A segunda penhora do bem já penhorado no processo executivo mais adiantado, aquele onde se realizou a apensação, mantém todas as funções, efeitos e virtualidades que a lei comete a tal acto processual. Mantém-se, desde logo, a função que lhe é própria, de envolver a constituição de um direito real de garantia a favor do exequente, o qual lhe confere o direito de ser pago com preferência a qualquer credor que não tenha garantia real anterior (art. 822º, nº 1 do CC). De igual modo, mantém o efeito de marcar a data de aferição da preferência dos créditos garantidos por privilégios creditórios, quando a sua eficácia esteja dependente de limites temporais.
Na verdade, se não tivesse ocorrido apensação, e os processos prosseguissem a sua marcha com inteira independência, a penhora mantinha a virtualidade de indicar a data com base na qual se deve aferir se o crédito reclamado está ou não garantido por privilégio creditório. Nesse processo, e por referência à penhora nele efectivada, o credor privilegiado podia reclamar os créditos inscritos para cobrança no ano corrente na data da penhora ou nos dois anos anteriores (IMI) ou que se constituíram nos três anos imediatamente anteriores á penhora (IRS).
Ora, não há qualquer razão atendível para que essa função fosse anulada em virtude da apensação dos processos Bem pelo contrário, isso constituía uma violação das normas legais que conferem ao crédito a qualidade de privilegiado por referência a uma penhora. Essas normas não afirmam que o privilégio creditório apenas se concretiza por referência à primeira penhora, o que de resto seria inconstitucional por desconsiderar os demais credores privilegiados. O que essas normas substantivas estabelecem é que as obrigações que podem gozar de privilégios são as obrigações de imposto nascidas no ano em que a penhora se realiza e as obrigações de impostos nascidas nos dois (ou três) anos anteriores; e não se toma posição quanto ao problema da preclusão dessa penhora relativamente a privilégios posteriores abrangidos por novas penhoras.
A sentença recorrida, por não dar qualquer relevância jurídica à segunda penhora, como se impunha, acabou por graduar erradamente os créditos reclamados. Cumpre, pois, refazer a graduação efectuada, dando integral provimento ao recurso da Fazenda Pública.

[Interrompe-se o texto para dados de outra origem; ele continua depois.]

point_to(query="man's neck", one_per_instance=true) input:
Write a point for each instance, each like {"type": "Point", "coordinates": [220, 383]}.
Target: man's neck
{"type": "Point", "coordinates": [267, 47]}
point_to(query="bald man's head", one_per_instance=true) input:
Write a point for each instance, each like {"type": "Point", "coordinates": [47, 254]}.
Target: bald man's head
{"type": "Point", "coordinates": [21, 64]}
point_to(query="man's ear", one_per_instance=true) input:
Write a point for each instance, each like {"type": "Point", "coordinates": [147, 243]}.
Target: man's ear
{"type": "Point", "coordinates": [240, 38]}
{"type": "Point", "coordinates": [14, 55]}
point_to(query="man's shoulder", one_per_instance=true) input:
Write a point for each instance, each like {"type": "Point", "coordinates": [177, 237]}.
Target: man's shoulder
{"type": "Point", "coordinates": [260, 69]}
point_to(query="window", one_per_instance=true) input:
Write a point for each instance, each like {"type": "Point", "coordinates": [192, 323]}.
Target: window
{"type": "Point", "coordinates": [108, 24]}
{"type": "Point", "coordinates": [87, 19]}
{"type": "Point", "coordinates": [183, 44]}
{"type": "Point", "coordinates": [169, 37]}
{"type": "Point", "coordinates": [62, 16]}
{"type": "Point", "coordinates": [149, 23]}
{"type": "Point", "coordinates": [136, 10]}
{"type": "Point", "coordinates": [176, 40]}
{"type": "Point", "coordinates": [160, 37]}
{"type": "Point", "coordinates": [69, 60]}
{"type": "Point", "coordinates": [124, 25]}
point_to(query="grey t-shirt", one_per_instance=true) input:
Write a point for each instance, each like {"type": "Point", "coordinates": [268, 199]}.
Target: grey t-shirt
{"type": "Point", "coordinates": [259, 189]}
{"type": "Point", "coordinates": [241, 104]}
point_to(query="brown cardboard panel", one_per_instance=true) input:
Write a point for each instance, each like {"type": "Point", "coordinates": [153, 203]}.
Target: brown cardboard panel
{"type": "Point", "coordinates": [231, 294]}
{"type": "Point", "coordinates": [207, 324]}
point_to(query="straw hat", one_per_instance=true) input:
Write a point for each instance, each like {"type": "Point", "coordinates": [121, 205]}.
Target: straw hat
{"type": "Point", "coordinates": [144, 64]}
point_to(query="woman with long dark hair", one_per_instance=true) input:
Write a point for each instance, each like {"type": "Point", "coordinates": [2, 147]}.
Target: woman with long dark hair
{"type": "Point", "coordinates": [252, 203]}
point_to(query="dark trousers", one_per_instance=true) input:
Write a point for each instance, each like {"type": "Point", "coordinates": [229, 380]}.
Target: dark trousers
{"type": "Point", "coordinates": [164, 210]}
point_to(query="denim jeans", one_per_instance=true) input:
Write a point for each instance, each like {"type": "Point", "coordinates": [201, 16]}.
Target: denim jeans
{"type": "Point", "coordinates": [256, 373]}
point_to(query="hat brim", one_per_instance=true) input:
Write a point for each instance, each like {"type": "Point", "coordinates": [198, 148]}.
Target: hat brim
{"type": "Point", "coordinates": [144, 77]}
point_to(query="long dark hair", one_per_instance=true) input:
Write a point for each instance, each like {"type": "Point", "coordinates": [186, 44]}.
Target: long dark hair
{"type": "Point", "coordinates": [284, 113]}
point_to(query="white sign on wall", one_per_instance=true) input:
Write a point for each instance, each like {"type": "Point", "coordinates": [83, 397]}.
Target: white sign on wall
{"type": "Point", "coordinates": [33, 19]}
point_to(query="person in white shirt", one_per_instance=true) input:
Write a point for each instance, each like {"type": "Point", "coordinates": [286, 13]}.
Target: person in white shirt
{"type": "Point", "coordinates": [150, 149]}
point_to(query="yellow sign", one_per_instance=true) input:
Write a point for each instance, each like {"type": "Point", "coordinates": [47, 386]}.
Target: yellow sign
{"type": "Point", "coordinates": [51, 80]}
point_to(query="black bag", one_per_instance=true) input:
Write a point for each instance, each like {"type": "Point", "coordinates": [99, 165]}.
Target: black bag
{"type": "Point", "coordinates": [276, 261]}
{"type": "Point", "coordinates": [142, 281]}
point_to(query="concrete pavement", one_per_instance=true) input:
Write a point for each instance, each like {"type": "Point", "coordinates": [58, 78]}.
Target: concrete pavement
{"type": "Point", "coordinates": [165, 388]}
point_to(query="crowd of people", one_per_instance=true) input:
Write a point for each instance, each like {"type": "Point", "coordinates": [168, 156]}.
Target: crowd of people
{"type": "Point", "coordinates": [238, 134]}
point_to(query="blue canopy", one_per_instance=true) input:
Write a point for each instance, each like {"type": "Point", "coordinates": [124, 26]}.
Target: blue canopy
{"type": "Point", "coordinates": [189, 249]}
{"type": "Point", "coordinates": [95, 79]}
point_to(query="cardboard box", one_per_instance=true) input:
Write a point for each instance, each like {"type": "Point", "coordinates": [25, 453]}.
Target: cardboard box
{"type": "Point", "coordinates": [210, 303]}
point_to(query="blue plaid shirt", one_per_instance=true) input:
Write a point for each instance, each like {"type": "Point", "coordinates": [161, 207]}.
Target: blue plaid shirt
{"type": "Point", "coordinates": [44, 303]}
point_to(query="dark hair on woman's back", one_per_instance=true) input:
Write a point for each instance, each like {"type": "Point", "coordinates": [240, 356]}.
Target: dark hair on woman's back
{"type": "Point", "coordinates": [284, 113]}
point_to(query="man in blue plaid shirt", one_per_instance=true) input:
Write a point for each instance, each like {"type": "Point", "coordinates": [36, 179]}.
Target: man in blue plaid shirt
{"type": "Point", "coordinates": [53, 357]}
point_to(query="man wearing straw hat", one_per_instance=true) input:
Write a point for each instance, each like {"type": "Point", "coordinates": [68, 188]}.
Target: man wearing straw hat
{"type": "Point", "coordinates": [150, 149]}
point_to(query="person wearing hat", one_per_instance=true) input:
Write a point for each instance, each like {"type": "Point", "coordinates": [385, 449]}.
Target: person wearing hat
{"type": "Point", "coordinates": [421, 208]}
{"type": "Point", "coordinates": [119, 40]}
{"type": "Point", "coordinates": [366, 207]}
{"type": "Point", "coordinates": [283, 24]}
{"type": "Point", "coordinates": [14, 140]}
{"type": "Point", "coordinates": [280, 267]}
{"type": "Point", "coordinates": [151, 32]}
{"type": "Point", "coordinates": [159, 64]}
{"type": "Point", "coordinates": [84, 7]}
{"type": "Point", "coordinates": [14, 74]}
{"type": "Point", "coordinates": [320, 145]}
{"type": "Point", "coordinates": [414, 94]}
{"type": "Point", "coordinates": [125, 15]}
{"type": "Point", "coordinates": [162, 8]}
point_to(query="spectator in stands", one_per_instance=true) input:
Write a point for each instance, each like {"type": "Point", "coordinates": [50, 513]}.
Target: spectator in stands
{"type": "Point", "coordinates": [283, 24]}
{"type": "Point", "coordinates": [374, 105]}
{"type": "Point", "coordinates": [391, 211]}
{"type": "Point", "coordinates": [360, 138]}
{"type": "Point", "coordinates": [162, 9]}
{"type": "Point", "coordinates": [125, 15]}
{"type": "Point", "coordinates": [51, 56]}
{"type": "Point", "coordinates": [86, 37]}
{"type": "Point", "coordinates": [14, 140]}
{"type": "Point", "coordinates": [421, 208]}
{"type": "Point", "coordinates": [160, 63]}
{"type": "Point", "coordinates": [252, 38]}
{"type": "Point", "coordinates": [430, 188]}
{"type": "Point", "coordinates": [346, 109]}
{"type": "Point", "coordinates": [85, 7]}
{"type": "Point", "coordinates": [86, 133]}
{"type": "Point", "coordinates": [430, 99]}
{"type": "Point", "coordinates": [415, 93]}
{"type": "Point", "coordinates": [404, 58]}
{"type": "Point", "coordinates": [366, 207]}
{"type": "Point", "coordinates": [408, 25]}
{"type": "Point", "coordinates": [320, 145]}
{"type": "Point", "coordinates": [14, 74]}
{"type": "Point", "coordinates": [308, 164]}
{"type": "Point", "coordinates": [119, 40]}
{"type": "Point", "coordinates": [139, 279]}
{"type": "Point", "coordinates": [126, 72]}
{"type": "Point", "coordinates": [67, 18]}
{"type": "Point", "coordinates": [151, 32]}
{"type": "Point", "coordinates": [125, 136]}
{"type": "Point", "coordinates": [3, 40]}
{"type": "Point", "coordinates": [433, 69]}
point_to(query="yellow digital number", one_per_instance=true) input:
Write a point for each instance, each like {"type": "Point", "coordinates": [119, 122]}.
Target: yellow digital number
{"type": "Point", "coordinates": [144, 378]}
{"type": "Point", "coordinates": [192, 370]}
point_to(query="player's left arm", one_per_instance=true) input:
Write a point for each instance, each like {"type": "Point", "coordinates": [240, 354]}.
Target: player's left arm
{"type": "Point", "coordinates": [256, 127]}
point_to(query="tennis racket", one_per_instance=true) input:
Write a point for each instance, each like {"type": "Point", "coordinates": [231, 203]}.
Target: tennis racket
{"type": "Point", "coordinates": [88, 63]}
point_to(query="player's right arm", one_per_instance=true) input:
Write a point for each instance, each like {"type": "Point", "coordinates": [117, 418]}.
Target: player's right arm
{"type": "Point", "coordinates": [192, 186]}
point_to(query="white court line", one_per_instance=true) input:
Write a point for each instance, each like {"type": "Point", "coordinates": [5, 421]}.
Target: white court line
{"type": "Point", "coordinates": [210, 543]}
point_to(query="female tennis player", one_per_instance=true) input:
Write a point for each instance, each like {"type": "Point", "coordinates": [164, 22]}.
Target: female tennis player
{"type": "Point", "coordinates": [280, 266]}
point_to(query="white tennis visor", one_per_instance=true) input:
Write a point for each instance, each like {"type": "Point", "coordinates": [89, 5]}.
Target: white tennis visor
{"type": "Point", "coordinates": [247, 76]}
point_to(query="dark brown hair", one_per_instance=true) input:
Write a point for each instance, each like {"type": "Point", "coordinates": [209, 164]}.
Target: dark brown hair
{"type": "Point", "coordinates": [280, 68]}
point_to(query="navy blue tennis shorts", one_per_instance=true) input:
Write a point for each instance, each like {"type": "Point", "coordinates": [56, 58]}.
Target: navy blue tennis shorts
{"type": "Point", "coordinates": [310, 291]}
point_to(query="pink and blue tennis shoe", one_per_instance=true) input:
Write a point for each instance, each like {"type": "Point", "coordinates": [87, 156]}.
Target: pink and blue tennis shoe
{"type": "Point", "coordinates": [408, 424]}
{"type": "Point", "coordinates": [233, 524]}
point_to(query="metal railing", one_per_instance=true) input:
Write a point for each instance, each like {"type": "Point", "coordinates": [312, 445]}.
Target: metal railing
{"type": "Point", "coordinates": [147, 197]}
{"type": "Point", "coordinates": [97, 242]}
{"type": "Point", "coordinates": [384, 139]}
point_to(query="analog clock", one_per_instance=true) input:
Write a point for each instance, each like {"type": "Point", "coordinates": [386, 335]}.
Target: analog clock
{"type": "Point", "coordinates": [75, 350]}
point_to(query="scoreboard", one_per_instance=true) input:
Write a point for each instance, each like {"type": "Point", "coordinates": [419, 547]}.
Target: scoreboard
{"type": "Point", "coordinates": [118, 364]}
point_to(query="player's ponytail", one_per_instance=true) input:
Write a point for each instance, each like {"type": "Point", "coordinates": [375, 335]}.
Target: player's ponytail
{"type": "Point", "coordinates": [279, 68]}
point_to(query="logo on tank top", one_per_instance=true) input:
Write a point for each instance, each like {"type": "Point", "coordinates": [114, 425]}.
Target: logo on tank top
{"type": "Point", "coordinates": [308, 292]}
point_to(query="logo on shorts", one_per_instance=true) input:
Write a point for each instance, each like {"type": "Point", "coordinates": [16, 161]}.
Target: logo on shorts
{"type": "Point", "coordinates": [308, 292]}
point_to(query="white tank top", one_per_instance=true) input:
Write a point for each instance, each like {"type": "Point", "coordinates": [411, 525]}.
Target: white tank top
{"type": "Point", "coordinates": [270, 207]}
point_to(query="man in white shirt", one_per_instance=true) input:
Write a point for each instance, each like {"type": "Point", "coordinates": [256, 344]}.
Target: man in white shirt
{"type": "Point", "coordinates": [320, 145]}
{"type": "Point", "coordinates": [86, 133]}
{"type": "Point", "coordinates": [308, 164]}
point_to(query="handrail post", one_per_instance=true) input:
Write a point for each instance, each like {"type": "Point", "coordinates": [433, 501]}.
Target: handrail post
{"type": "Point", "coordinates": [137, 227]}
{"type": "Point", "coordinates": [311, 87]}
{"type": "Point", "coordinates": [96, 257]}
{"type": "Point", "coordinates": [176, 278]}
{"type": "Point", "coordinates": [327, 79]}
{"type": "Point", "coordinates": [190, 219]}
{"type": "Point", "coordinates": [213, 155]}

4. Face ao exposto, acordam os juízes da Secção de Contencioso Tributário do Supremo Tribunal Administrativo em conceder provimento ao recurso, revogando a sentença recorrida no segmento impugnado, que no demais se mantém, e, em consequência:
a) graduar o crédito exequendo de IMI dos anos de 2005 e 2006, inscritos para cobrança em 2006 e 2007, e respectivos juros de mora, em primeiro lugar, a par do créditos já aí graduado;
b) graduar o crédito de IRS do ano de 2006 em 3º lugar, e respectivos juros, a par dos créditos já aí graduados.
Sem custas,
Lisboa, 28 de Setembro de 2011. – Lino Ribeiro (relator) – António CalhauIsabel Marques da Silva.